The number of intersection points of the graphs of $f(x)=x^2+5x+7$ and $g(x)=x+3$? What is the number of intersection points of the graphs of $f(x)=x^2+5x+7$ and $g(x)=x+3$?
I solved the equation $$x^2+5x+7=x+3\\x^2+4x+4=0\\(x+2)^2=0\\x=-2$$
What does $x=-2$ mean? I am not sure even if I am supposed to solve the equation. How can we think about it? Thank you in advance!

 A: The number of roots of $f(x) = g(x)$ are precisely the number of intersection points of the two curves, $f(x)$ and $g(x)$. In your case, there is a repeated root, namely $x = -2$. So, there  is only one distinct point of intersection.

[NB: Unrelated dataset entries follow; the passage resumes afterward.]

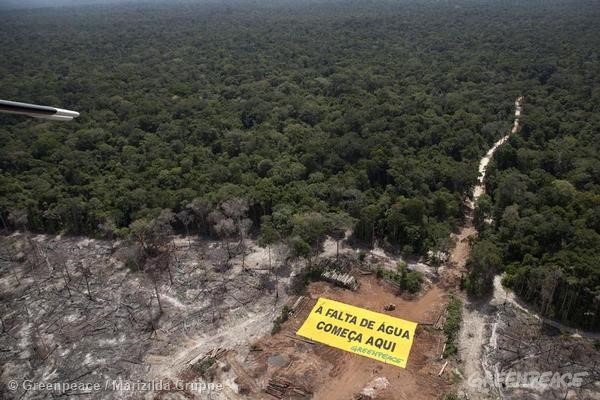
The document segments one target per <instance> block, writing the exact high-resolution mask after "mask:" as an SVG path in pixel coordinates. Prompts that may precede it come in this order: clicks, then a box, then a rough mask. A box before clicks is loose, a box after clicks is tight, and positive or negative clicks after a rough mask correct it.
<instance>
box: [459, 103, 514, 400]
mask: <svg viewBox="0 0 600 400" xmlns="http://www.w3.org/2000/svg"><path fill="white" fill-rule="evenodd" d="M522 103H523V97H522V96H519V97H518V98H517V99H516V100H515V114H514V115H515V119H514V122H513V126H512V128H511V130H510V132H509V133H507V134H506V135H504V136H503V137H502V138H501V139H500V140H498V141H497V142H496V143H494V145H493V146H492V147H491V148H490V149H489V150H488V152H487V153H486V154H485V156H484V157H483V158H482V159H481V161H480V162H479V178H478V181H479V182H478V184H477V186H475V188H474V189H473V200H472V201H471V202H470V204H469V206H470V210H469V212H468V213H469V215H467V218H466V223H465V226H464V227H463V228H462V229H461V231H460V233H459V234H458V237H457V239H458V240H457V243H456V246H455V247H454V249H453V250H452V254H451V260H452V262H453V264H454V265H455V268H454V270H455V274H454V275H456V274H459V275H460V274H462V273H463V272H465V262H466V260H467V258H468V256H469V251H470V246H469V238H470V237H474V236H475V235H476V234H477V231H476V230H475V227H474V226H473V220H472V215H471V214H472V210H473V209H474V207H475V203H476V202H477V199H479V197H481V195H482V194H483V193H485V186H484V180H485V174H486V171H487V167H488V164H489V163H490V160H491V159H492V157H493V156H494V153H495V152H496V150H498V148H499V147H500V146H501V145H503V144H504V143H505V142H506V141H507V140H508V138H509V137H510V135H512V134H515V133H517V131H518V130H519V117H520V116H521V111H522ZM499 286H500V287H501V285H499ZM494 291H495V292H496V291H498V285H494ZM500 297H502V296H501V294H500V293H494V298H500ZM463 304H464V306H463V321H462V325H461V330H460V335H459V344H458V347H459V354H460V356H461V359H462V361H463V368H464V371H463V372H464V379H463V381H462V387H461V391H462V392H463V393H464V394H466V395H467V396H468V398H474V399H479V400H486V399H494V398H497V397H496V396H494V395H493V394H492V393H491V392H494V391H495V390H494V388H485V387H481V386H477V385H470V382H482V381H483V380H484V379H485V378H486V377H487V378H489V377H491V376H492V371H491V370H490V368H489V367H488V366H487V365H486V363H485V360H484V358H485V357H484V346H485V345H486V344H487V342H488V341H489V340H490V331H491V329H490V328H489V327H490V325H491V321H490V316H489V315H488V314H486V313H484V312H483V310H481V306H482V305H480V304H476V303H473V302H471V301H469V299H467V298H464V299H463Z"/></svg>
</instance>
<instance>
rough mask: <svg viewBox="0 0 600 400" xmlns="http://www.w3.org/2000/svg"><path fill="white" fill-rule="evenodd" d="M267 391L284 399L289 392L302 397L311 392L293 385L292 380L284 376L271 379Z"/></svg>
mask: <svg viewBox="0 0 600 400" xmlns="http://www.w3.org/2000/svg"><path fill="white" fill-rule="evenodd" d="M265 392H267V393H268V394H270V395H271V396H273V397H275V398H277V399H282V398H283V397H284V396H286V395H287V394H290V395H297V396H301V397H306V396H308V395H310V394H311V393H308V392H306V391H305V390H304V389H301V388H299V387H296V386H293V385H292V383H291V382H290V381H288V380H286V379H283V378H273V379H270V380H269V384H268V385H267V388H266V389H265Z"/></svg>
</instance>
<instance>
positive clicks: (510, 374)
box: [467, 371, 589, 392]
mask: <svg viewBox="0 0 600 400" xmlns="http://www.w3.org/2000/svg"><path fill="white" fill-rule="evenodd" d="M588 375H589V373H587V372H575V373H571V372H566V373H564V372H556V371H543V372H540V371H506V372H499V373H495V374H494V376H493V377H492V376H489V377H486V378H480V377H478V376H476V375H472V376H470V377H469V379H468V381H467V384H468V385H469V386H470V387H473V388H482V389H485V388H490V387H502V388H506V389H516V388H518V389H532V390H536V391H540V392H544V391H547V390H560V389H568V388H578V387H581V386H582V385H583V383H584V378H585V377H586V376H588Z"/></svg>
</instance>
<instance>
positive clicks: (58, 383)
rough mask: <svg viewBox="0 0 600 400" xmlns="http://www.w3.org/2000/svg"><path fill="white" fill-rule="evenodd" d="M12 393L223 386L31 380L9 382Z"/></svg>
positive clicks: (147, 390) (158, 383) (120, 381)
mask: <svg viewBox="0 0 600 400" xmlns="http://www.w3.org/2000/svg"><path fill="white" fill-rule="evenodd" d="M6 386H7V387H8V389H9V390H10V391H12V392H15V391H26V392H29V391H33V392H47V393H52V394H60V395H62V394H67V395H75V394H87V393H95V392H102V391H105V392H135V393H140V392H160V391H167V392H170V391H185V392H191V393H204V394H206V393H211V392H220V391H221V390H223V384H221V383H214V382H204V381H201V380H197V381H181V380H175V381H173V380H151V381H128V380H123V379H114V380H106V381H104V382H36V381H32V380H27V379H26V380H23V381H17V380H11V381H10V382H8V384H7V385H6Z"/></svg>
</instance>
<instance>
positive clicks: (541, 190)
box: [0, 1, 600, 328]
mask: <svg viewBox="0 0 600 400" xmlns="http://www.w3.org/2000/svg"><path fill="white" fill-rule="evenodd" d="M599 20H600V9H599V8H598V7H597V3H596V2H594V1H573V2H570V3H562V2H561V3H559V2H545V1H544V2H537V1H531V2H511V1H509V2H493V3H488V2H472V1H456V2H429V1H422V2H413V1H408V2H377V4H374V3H372V2H368V1H364V2H363V1H356V2H351V1H344V2H327V1H325V2H308V3H298V2H289V3H286V2H278V3H277V4H270V3H265V2H261V3H256V4H255V3H251V2H243V3H239V4H234V3H229V4H189V3H177V4H164V5H161V4H152V5H150V4H146V5H144V4H137V5H136V4H128V5H119V6H110V7H109V6H104V7H103V6H93V7H92V6H90V7H80V8H65V9H42V10H30V11H22V10H21V11H16V10H15V11H3V12H2V13H0V49H2V50H1V52H2V61H0V97H2V98H6V99H12V100H18V101H26V102H37V103H41V104H49V105H54V106H59V107H63V108H69V109H74V110H78V111H80V112H81V113H82V115H81V117H80V118H78V119H77V120H76V121H75V122H72V123H67V124H60V123H54V122H44V121H39V120H31V119H23V118H19V117H12V116H0V216H1V217H2V218H1V219H0V224H3V225H4V226H6V227H9V228H27V229H30V230H32V231H40V232H65V233H69V234H87V235H113V234H117V235H127V234H128V233H130V232H132V233H133V234H136V232H138V233H139V232H140V230H142V229H141V228H140V227H143V226H147V225H148V223H150V222H149V221H155V225H156V221H161V224H163V223H164V221H167V222H168V223H170V224H171V225H172V226H173V228H174V229H176V230H179V231H182V232H183V231H184V230H186V231H187V232H188V233H189V232H194V233H200V234H209V235H217V234H218V235H228V234H232V233H233V232H235V231H240V232H241V231H251V232H254V233H256V234H262V236H261V238H262V239H263V241H265V240H266V241H267V242H268V241H273V240H276V239H277V238H290V240H291V242H292V245H293V247H294V248H295V249H296V250H297V252H298V254H303V253H307V252H310V251H309V250H307V249H308V248H310V247H311V246H314V245H315V243H318V238H319V237H320V235H322V234H324V233H330V234H333V235H336V234H337V235H339V234H340V232H343V230H344V229H346V228H353V232H354V235H355V237H356V238H358V239H361V240H363V241H365V242H366V243H373V242H374V241H375V240H378V241H380V242H387V243H389V244H391V245H394V246H397V247H398V248H400V249H402V251H403V252H405V253H407V254H423V253H424V252H426V251H427V250H430V249H433V250H438V249H444V248H446V247H447V246H448V245H449V244H448V238H449V233H450V232H451V230H452V229H453V228H455V227H456V226H457V224H459V223H460V221H461V218H462V216H463V215H464V199H465V198H466V197H467V196H469V194H470V193H471V190H472V187H473V185H474V184H475V182H476V179H477V164H478V160H479V158H480V157H481V156H482V154H484V153H485V152H486V151H487V149H488V148H489V146H490V145H491V144H492V143H493V142H495V141H496V140H497V139H498V138H499V137H501V136H502V135H503V134H505V133H506V132H507V131H508V129H509V128H510V126H511V124H512V113H513V103H514V100H515V98H516V97H517V96H519V95H524V96H525V109H524V113H525V118H524V127H523V130H522V132H521V133H520V134H519V135H517V136H515V137H513V138H512V139H511V140H510V142H509V143H508V145H506V146H505V147H504V148H502V149H501V151H499V153H498V156H497V157H496V158H495V161H494V162H493V163H492V167H491V170H492V171H491V175H490V179H489V181H488V193H489V196H487V197H485V198H483V199H482V201H481V202H480V205H479V207H478V209H477V213H476V217H477V218H476V220H477V222H478V226H479V228H480V229H481V230H482V235H481V237H480V239H479V242H478V243H477V244H475V246H476V247H475V249H474V251H473V256H472V259H471V260H470V261H469V266H470V269H471V273H470V275H469V277H468V278H467V286H468V287H470V288H471V289H470V290H471V291H472V292H474V293H476V294H482V293H484V292H485V288H486V287H489V278H490V276H492V275H493V274H494V273H497V272H501V271H502V270H506V271H507V276H506V279H505V280H506V283H507V284H509V285H510V286H512V287H513V288H515V290H516V291H517V292H518V293H520V294H522V295H523V296H524V297H525V298H526V299H527V300H529V301H532V302H534V303H536V304H538V305H539V307H540V308H541V309H542V310H543V311H544V312H545V313H546V314H547V315H549V316H552V317H556V318H561V319H564V320H568V321H570V322H575V323H580V324H584V325H586V326H590V327H592V326H593V327H596V328H597V327H598V326H599V325H600V318H599V317H598V313H599V304H600V269H599V268H600V267H599V266H598V260H599V257H598V254H599V251H600V235H599V232H600V190H599V187H600V186H599V183H600V160H599V154H600V152H599V151H598V150H599V148H598V139H599V138H600V137H599V127H600V119H599V118H600V117H599V115H600V110H599V108H600V60H599V54H598V49H600V26H599V24H598V23H597V22H598V21H599ZM224 221H231V222H229V223H226V222H224ZM244 221H246V222H244ZM486 221H487V222H486ZM242 222H244V223H242ZM159 225H160V224H159ZM163 225H164V224H163ZM242 225H244V226H243V227H242ZM160 226H162V225H160ZM269 238H270V239H269ZM548 276H552V277H555V279H553V280H552V282H555V283H556V285H551V284H550V282H549V281H550V279H549V278H548Z"/></svg>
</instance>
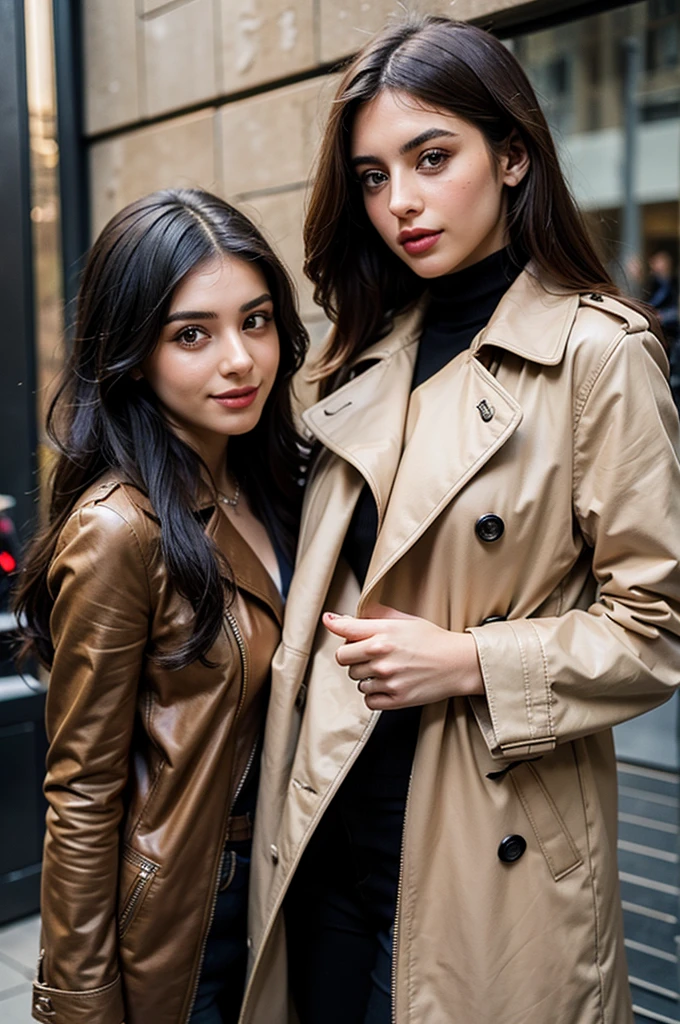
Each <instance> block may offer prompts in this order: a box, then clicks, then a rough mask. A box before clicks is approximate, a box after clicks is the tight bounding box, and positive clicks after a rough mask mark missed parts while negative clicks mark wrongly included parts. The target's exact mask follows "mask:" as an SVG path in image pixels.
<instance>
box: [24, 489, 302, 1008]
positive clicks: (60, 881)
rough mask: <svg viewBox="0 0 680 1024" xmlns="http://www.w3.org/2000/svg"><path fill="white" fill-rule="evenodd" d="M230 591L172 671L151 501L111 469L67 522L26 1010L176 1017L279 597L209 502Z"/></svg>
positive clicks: (56, 580) (255, 731)
mask: <svg viewBox="0 0 680 1024" xmlns="http://www.w3.org/2000/svg"><path fill="white" fill-rule="evenodd" d="M206 529H207V532H208V534H209V536H210V537H211V538H212V539H213V541H214V543H215V545H216V547H217V550H218V552H221V554H222V555H223V556H225V557H226V558H227V559H228V561H229V563H230V565H231V567H232V570H233V575H235V578H236V583H237V586H238V596H237V599H236V601H235V602H233V604H232V606H231V607H230V609H229V611H228V614H227V617H226V620H225V623H224V629H223V631H222V632H221V633H220V636H219V637H218V639H217V641H216V643H215V644H214V646H213V648H212V650H211V652H210V654H209V660H210V662H211V663H214V667H208V666H206V665H202V664H200V663H195V664H193V665H190V666H188V667H186V668H184V669H181V670H177V671H168V670H166V669H162V668H160V667H159V666H158V664H157V663H156V662H155V660H154V654H155V652H157V651H159V650H162V649H167V648H168V647H169V646H172V645H173V644H176V643H177V641H178V639H179V638H180V637H181V636H182V631H184V630H185V629H187V628H189V627H190V622H192V615H193V612H192V609H190V607H189V606H188V604H187V602H186V601H185V600H184V599H183V598H181V597H179V596H178V594H177V593H176V591H175V590H174V589H173V587H172V586H171V585H170V582H169V580H168V574H167V571H166V569H165V565H164V563H163V559H162V557H161V546H160V527H159V525H158V521H157V520H156V518H155V516H154V514H153V510H152V508H151V506H150V504H148V502H147V500H146V499H145V498H144V497H143V496H142V495H141V494H140V493H139V492H138V490H136V489H135V488H134V487H132V486H129V485H127V484H125V483H122V482H121V481H120V480H119V479H117V478H116V477H115V476H113V475H112V476H111V477H108V478H105V479H102V480H101V481H99V482H98V483H97V484H96V485H95V486H94V487H93V488H91V489H90V490H89V492H88V493H87V494H86V495H84V496H83V498H82V499H81V500H80V502H79V503H78V506H77V508H76V509H75V510H74V512H73V514H72V515H71V517H70V519H69V520H68V522H67V524H66V525H65V527H63V529H62V532H61V536H60V539H59V543H58V546H57V551H56V553H55V556H54V558H53V560H52V563H51V566H50V569H49V577H48V584H49V589H50V593H51V594H52V596H53V598H54V606H53V611H52V616H51V624H50V625H51V632H52V637H53V642H54V647H55V657H54V664H53V667H52V671H51V676H50V683H49V690H48V695H47V712H46V715H47V732H48V739H49V744H50V745H49V752H48V757H47V774H46V778H45V794H46V796H47V800H48V804H49V807H48V813H47V835H46V839H45V852H44V861H43V876H42V920H43V931H42V946H43V952H42V955H41V963H40V968H39V976H38V979H37V982H36V985H35V988H34V1004H33V1014H34V1017H35V1018H36V1019H37V1020H39V1021H43V1022H44V1024H77V1022H78V1024H79V1022H81V1021H82V1022H83V1024H84V1022H85V1021H87V1024H122V1022H123V1021H125V1022H126V1024H151V1022H153V1024H184V1021H185V1020H186V1019H187V1017H188V1015H189V1013H190V1006H192V1002H193V998H194V993H195V988H196V985H197V982H198V978H199V973H200V966H201V962H202V955H203V947H204V942H205V939H206V936H207V933H208V929H209V925H210V921H211V915H212V909H213V901H214V898H215V896H216V893H217V886H218V878H219V866H220V861H221V857H222V850H223V845H224V841H225V839H226V838H227V836H228V835H229V833H230V831H232V833H235V834H236V835H237V836H240V837H243V836H244V835H246V834H247V829H249V827H250V824H249V823H248V822H245V821H244V820H243V818H240V819H235V820H232V821H229V810H230V807H231V806H232V802H233V799H235V795H236V793H237V790H238V786H239V784H240V780H241V779H242V777H243V775H244V772H245V770H246V766H247V764H248V762H249V759H251V755H252V753H253V751H254V748H255V744H256V741H257V737H258V735H259V732H260V729H261V724H262V720H263V716H264V711H265V701H266V693H267V689H268V686H267V683H268V678H269V666H270V660H271V655H272V653H273V651H274V649H275V647H277V644H278V642H279V639H280V635H281V615H282V600H281V596H280V594H279V592H278V590H277V588H275V586H274V584H273V582H272V581H271V580H270V578H269V575H268V574H267V572H266V570H265V569H264V567H263V566H262V565H261V563H260V562H259V560H258V559H257V557H256V556H255V554H254V553H253V551H252V550H251V549H250V547H249V546H248V545H247V544H246V542H245V541H244V540H243V539H242V538H241V536H240V534H239V532H238V530H237V529H235V527H233V526H232V525H231V524H230V523H229V521H228V519H227V518H226V516H225V514H224V513H223V512H222V511H221V509H220V508H219V507H218V508H215V509H213V511H212V515H211V516H210V518H209V521H208V525H207V527H206Z"/></svg>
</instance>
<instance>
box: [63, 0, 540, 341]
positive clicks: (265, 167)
mask: <svg viewBox="0 0 680 1024" xmlns="http://www.w3.org/2000/svg"><path fill="white" fill-rule="evenodd" d="M412 6H413V4H412ZM518 6H519V5H517V4H516V3H513V2H511V0H421V2H420V3H419V5H418V9H420V10H427V11H431V12H436V13H450V14H452V15H454V16H456V17H460V18H473V17H474V18H475V19H476V18H480V17H483V16H485V15H493V14H495V13H498V12H499V11H504V10H507V9H508V8H515V7H518ZM521 6H522V8H525V7H532V6H533V5H532V4H530V3H529V4H526V3H524V4H522V5H521ZM536 6H537V8H538V7H539V6H540V4H538V3H537V4H536ZM544 6H545V4H544ZM552 6H553V7H554V6H555V5H554V4H553V5H552ZM403 9H405V4H403V3H398V2H396V0H83V16H84V69H85V130H86V134H87V137H88V140H89V157H90V187H91V197H90V198H91V210H92V231H93V234H96V233H97V232H98V231H99V229H100V228H101V227H102V225H103V224H104V223H105V221H107V220H108V219H109V217H110V216H112V215H113V214H114V213H115V212H116V211H117V210H118V209H120V208H121V207H122V206H124V205H125V204H126V203H128V202H130V201H131V200H133V199H136V198H137V197H139V196H142V195H143V194H144V193H146V191H151V190H152V189H154V188H159V187H166V186H170V185H202V186H204V187H206V188H210V189H213V190H215V191H217V193H219V194H220V195H222V196H224V197H225V198H226V199H228V200H229V201H232V202H235V203H237V204H238V205H239V206H240V207H241V208H243V209H244V211H245V212H247V213H248V214H249V215H251V216H252V217H253V218H254V219H255V221H256V222H257V223H258V225H259V226H260V227H262V229H263V230H264V232H265V233H266V234H267V237H268V238H269V239H270V241H271V242H272V243H273V244H274V246H275V247H277V249H278V250H279V252H280V253H281V255H282V256H283V257H284V259H285V260H286V262H287V264H288V265H289V267H290V268H291V270H292V271H293V274H294V276H295V278H296V280H297V282H298V286H299V291H300V300H301V306H302V312H303V315H304V318H305V321H306V323H307V324H308V325H309V327H310V329H311V330H312V334H316V335H317V334H318V333H320V332H321V330H322V328H323V316H322V314H321V311H320V310H318V309H317V308H316V307H315V306H314V304H313V302H312V299H311V290H310V287H309V285H308V283H306V282H305V281H304V279H303V278H302V274H301V263H302V239H301V224H302V216H303V209H304V202H305V189H306V183H307V181H308V179H309V175H310V172H311V168H312V165H313V158H314V151H315V147H316V144H317V141H318V135H320V130H321V125H322V124H323V120H324V114H325V111H326V110H327V106H328V103H329V102H330V100H331V97H332V93H333V88H334V84H335V76H334V75H333V73H332V72H333V66H334V65H336V63H337V62H338V61H339V60H341V59H342V58H343V57H346V56H348V55H349V54H351V53H352V52H354V51H355V50H356V49H358V48H359V47H360V46H362V45H363V43H364V42H365V41H366V39H367V38H368V36H370V35H371V34H372V33H374V32H376V31H377V30H378V29H380V28H381V26H382V25H384V23H385V20H386V19H387V18H388V17H389V16H391V15H396V16H398V15H399V14H402V13H403Z"/></svg>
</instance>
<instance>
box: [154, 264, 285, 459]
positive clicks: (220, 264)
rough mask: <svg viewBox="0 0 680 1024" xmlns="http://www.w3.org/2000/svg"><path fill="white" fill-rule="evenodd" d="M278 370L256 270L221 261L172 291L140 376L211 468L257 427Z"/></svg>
mask: <svg viewBox="0 0 680 1024" xmlns="http://www.w3.org/2000/svg"><path fill="white" fill-rule="evenodd" d="M278 368H279V335H278V332H277V326H275V323H274V318H273V303H272V299H271V295H270V294H269V289H268V286H267V283H266V281H265V279H264V275H263V274H262V272H261V270H260V269H258V267H257V266H256V265H255V264H253V263H248V262H246V261H245V260H241V259H236V258H233V257H231V256H226V255H220V256H215V257H214V258H212V259H210V260H208V261H207V262H205V263H202V264H200V265H199V266H198V267H196V268H195V269H194V270H190V271H189V272H188V273H187V274H186V275H185V276H184V278H183V279H182V281H181V282H180V283H179V285H178V286H177V288H176V289H175V292H174V295H173V296H172V301H171V303H170V309H169V312H168V316H167V321H166V324H165V326H164V327H163V330H162V332H161V337H160V338H159V341H158V344H157V346H156V348H155V349H154V351H153V352H152V353H151V355H148V356H147V357H146V358H145V359H144V361H143V362H142V365H141V368H140V371H141V375H142V376H143V377H144V378H145V379H146V382H147V383H148V385H150V387H151V388H152V389H153V390H154V392H155V393H156V395H157V397H158V399H159V401H160V403H161V406H162V408H163V410H164V413H165V415H166V418H167V420H168V422H169V423H170V425H171V427H172V428H173V429H174V430H175V431H176V432H177V433H178V434H179V435H180V436H181V437H183V438H184V439H185V440H186V441H187V442H188V443H189V444H192V446H193V447H195V449H196V450H197V451H198V452H199V454H200V455H201V456H202V457H203V458H204V460H205V461H206V462H207V463H208V465H209V466H210V467H211V469H212V468H213V467H216V466H218V465H219V460H220V459H221V457H222V456H223V454H224V450H225V445H226V441H227V439H228V437H229V436H231V435H232V434H245V433H247V432H248V431H249V430H252V429H253V427H254V426H255V425H256V424H257V422H258V420H259V418H260V416H261V415H262V410H263V408H264V403H265V401H266V399H267V396H268V394H269V392H270V391H271V388H272V385H273V382H274V379H275V376H277V370H278Z"/></svg>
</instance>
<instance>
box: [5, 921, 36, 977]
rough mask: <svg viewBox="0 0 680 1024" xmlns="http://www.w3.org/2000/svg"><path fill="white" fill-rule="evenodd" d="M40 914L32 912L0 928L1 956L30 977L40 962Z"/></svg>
mask: <svg viewBox="0 0 680 1024" xmlns="http://www.w3.org/2000/svg"><path fill="white" fill-rule="evenodd" d="M39 944H40V915H39V914H37V913H36V914H32V915H31V916H30V918H24V919H23V920H22V921H15V922H12V924H11V925H4V926H3V927H2V928H0V956H3V957H4V962H5V964H9V965H10V966H11V967H13V968H14V970H15V971H18V972H19V973H20V974H24V975H25V976H26V977H28V978H32V977H33V975H34V973H35V969H36V964H37V962H38V946H39Z"/></svg>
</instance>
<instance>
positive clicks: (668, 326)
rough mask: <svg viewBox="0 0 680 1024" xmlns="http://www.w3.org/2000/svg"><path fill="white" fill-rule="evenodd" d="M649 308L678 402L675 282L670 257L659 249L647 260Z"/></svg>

To better understand why we solve $f(x) = g(x)$ to get the intersection points - ask yourself, what is an intersection point? It is a point that lies on both the curves $f$ and $g$, so it better take the same value on both the curves (or you should see a very visual contradiction).
A: The "$x = -2$" part just represents the $x$-coordinate of the point of intersection between the two graphs. Also, since you only got one $x$-coordinate, this just represents that there is only one intersection point. But for this "$x = -2$" to make sense, you need to plug into one of the original functions to get the $y$-coordinate, where the $y$-coordinate for this intersection point is $f(x)$ or $g(x)$, deciding on whatever function you want to plug the $x$-coordinate back into. In this case, let's say you plug it back into the function $g(x) = x + 3$. Substitute $x = -2$ back into this equation. $g(x) = 1$. So, the $y$-coordinate is $1$ for this intersection point. So the intersection point that you would be visualizing would be the point $(-2, 1)$.